Combatendo o Fetiche Institucionalista


Uma das coisas que tem ilustrado com mais vigor o triunfo e a hegemonia do reformismo na esquerda mundial é o peso absurdo que a actividade institucional e o cretinismo parlamentar assume na sua estratégia. O reformismo engole com anzol, linha, e cana, a patranha burguesa de que a legitimidade social de um partido é directamente proporcional ao número de votos que tem, fazendo-os ignorar as tarefas de organização popular, mobilização do proletariado para o combate social, ou - o que é bem pior - considerá-las utensilares numa estratégia eleitoral. Obviamente, acaba enredado nas malhas da legalidade capitalista, numa luta desesperada por mais votos, deputados, eleitos locais e regionais, com os quais a revolução não avança uma polegada.

Lenine definiu, com correcção, o dever de os comunistas aproveitarem as instituições burguesas quando tal fosse útil para espalhar a mensagem da revolução. Este dever não é, no entanto, de nenhuma forma compatível com a fetichização dessas mesmas instituições, nem pode fazer com que os comunistas percam de vista que a sua tarefa é forjar as instituições com que o proletariado vai derrubar o poder burguês e exercer o seu próprio poder. No âmbito dessas tarefas vem a ser inevitável que o proletariado afronte, desafie, ataque, e desejavelmente destrua as instituições burguesas onde tinha posições. O institucionalismo, nome dado à sobrevalorização da luta nesses espaços, é uma forma de reformismo e uma marca clara de contrabando reformista, de contrabando de ideias legalistas típicas da ideologia burguesa, para o seio do movimento operário.

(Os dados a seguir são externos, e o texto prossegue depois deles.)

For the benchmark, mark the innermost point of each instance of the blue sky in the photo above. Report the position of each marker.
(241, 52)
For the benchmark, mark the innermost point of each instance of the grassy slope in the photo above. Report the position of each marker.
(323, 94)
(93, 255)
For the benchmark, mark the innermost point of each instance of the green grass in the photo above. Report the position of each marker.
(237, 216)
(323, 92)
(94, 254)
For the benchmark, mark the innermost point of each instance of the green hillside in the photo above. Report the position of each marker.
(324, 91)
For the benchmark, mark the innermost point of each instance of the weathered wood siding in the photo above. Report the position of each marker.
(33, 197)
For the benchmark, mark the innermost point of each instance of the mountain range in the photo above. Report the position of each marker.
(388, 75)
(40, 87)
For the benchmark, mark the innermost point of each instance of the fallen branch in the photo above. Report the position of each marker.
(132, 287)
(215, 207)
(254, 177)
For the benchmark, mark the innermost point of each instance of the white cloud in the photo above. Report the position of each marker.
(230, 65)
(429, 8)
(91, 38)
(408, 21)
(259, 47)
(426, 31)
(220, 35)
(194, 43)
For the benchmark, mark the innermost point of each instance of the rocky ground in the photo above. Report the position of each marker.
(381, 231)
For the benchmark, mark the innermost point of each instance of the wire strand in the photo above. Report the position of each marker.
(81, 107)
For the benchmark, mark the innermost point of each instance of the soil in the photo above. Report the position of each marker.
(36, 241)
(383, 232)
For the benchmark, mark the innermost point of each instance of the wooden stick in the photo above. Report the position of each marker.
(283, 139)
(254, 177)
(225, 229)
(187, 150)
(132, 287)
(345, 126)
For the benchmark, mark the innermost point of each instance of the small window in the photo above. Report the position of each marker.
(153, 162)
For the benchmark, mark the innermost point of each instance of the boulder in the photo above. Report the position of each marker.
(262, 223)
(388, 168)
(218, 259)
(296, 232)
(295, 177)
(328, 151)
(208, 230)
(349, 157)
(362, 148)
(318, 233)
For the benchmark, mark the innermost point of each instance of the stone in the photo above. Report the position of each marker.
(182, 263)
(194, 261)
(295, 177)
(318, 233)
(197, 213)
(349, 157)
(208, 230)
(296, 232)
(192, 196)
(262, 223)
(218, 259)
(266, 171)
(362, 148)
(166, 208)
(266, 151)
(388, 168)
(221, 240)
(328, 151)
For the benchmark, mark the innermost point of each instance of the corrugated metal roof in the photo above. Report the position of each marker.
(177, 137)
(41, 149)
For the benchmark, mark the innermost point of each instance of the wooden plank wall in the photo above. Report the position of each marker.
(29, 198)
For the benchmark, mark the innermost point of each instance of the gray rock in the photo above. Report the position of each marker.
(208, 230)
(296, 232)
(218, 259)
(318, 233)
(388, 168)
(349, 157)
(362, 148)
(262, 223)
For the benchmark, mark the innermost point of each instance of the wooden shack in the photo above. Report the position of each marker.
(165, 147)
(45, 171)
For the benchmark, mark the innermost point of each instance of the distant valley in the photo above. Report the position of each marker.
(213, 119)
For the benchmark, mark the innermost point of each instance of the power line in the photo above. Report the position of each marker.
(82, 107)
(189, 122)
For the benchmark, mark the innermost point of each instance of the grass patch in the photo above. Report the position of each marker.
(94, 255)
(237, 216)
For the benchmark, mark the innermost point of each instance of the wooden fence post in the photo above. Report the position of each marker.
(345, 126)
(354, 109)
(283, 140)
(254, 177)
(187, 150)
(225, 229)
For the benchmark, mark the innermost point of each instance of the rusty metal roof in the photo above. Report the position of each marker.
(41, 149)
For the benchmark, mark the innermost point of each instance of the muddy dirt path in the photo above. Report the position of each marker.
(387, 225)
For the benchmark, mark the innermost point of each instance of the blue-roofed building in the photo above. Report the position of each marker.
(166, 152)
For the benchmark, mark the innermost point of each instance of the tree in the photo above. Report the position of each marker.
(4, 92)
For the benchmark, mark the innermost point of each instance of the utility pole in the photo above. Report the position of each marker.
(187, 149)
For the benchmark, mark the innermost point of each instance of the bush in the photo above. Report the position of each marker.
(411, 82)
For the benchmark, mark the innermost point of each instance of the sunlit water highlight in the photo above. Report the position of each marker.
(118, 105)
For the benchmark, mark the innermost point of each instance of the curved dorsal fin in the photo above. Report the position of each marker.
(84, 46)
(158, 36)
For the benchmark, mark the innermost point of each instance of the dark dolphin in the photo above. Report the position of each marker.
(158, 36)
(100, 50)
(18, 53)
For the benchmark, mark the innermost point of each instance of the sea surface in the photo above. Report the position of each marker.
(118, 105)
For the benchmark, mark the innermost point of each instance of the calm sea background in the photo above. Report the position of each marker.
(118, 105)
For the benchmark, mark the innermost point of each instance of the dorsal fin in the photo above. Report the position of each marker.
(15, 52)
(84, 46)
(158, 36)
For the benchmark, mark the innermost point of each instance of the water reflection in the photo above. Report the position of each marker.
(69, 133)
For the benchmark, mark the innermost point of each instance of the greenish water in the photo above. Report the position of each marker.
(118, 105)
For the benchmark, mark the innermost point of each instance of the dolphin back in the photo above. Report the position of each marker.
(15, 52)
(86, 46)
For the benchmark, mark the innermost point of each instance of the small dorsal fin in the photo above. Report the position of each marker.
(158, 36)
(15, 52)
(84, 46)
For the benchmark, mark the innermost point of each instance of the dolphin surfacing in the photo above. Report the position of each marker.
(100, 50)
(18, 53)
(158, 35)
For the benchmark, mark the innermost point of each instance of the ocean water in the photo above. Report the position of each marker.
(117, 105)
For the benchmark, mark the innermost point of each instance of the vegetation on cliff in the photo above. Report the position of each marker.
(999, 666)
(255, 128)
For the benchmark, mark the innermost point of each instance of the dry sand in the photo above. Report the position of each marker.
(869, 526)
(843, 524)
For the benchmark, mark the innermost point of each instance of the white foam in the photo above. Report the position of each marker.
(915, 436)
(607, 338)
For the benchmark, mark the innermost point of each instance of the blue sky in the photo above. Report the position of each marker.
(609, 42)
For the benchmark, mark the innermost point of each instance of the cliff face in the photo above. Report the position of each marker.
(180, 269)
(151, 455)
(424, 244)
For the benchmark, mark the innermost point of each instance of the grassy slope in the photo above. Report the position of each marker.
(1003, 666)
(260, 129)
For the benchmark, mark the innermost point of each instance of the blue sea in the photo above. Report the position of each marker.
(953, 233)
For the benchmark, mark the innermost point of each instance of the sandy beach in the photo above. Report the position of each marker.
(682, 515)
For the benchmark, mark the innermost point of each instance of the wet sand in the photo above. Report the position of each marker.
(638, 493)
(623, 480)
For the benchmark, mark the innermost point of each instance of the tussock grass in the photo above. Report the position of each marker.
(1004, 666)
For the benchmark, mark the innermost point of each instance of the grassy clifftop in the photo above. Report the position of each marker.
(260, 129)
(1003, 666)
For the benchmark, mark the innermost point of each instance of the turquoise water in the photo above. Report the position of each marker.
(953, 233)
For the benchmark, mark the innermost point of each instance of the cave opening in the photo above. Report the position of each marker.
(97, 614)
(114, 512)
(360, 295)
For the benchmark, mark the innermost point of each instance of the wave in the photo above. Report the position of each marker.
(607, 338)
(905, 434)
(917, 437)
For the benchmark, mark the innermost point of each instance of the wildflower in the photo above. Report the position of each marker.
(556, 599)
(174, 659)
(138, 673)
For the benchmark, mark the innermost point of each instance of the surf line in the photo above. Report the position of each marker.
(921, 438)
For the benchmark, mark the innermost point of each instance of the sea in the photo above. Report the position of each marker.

Nos últimos anos têm sido vários os momentos em que, perante a crise estrutural do capitalismo e o esgotamento da via legal - muito por força dos sucessivos atropelos e excepções ao seu próprio ordenamento jurídico por parte dos aparelhos de Estado da burguesia -, forças revolucionárias têm boicotado a participação em actos eleitorais, considerando que o proletariado nada teria a ganhar com a vitória ou o reforço eleitoral de fosse quem fosse. Assim aconteceu quando o Polo do Renascimento Comunista em França apelou à abstenção nas Europeias de 2014; assim se passou quando o Partido Comunista Brasileiro defendeu a anulação do voto na disputa entre Aécio Neves e Dilma Rousseff; assim ocorreu quando o PC Grego boicotou o referendo ao memorando da troika proposto pelo Syriza em 2015. Todos estes episódios revelam que as forças revolucionárias não aceitam que seja a burguesia a decidir em que campo travam as suas batalhas - pelo contrário, tentam que essas batalhas sejam travadas no único campo onde as podem vencer, o da luta de massas. Em instituições cuidadosamente construídas e aprimoradas pela burguesia para justificar e perpetuar a sua dominação de classe da burguesia, qualquer luta está fadada ao fracasso.

A mais recente organização revolucionária a assumir essa posição foram os camaradas do Agora Galiza. No site do Primeira Linha vemos a descrição irrepreensível do motivo que leva a esta decisão: «[p]erante este panorama careterizado pola ausência de umha alternativa eleitoral anticapitalista galega, que conceba a intervençom nas instituiçons burguesas como umha tarefa meramente instrumental, para questionando o seu caráter antidemocrático exercer de caixa de resonáncia das luitas populares e das reivindicaçons operárias, nom há mais opçom que a abstençom consciente». Sublinhe-se este detalhe: «que conceba a intervençom nas instituiçons burguesas como umha tarefa meramente instrumental, para questionando o seu caráter antidemocrático exercer de caixa de resonáncia das luitas populares». Qualquer organização que participe nas instituições burguesas para qualquer outra coisa que não seja desacreditá-las enquanto utensílios do poder burguês (e não espaços de esperança para a melhoria real da vida dos trabalhadores), local de apelo e mobilização das lutas dos trabalhadores e de exposição das ideias revolucionárias, não merece qualquer tipo de apoio dos revolucionários.

É pois de saudar o gesto dos camaradas do Agora Galiza, quer na actual conjuntura em que os pretensos comunistas espanhóis do PCE, já dissolvidos na Esquerda Unida, aceitaram a sua liquidação absoluta na aliança Unidos Podemos (aos berros histéricos de «bendita morte!» por parte do eurocomunista Julio Anguita), não aceitam o democratismo burguês e o fetiche institucionalista, tomando a resoluta decisão de não apoiar ninguém que não corresponda inteiramente às aspirações do povo galego. Cientes de que essa luta - como qualquer outra luta popular - será vencida nas ruas e nos locais de trabalho, e não nas salas atapetadas de assembleia burguesa nenhuma, preparam a luta no campo certo e não cedem à pressão da hegemonia. A firmeza de princípios é tambeém isto.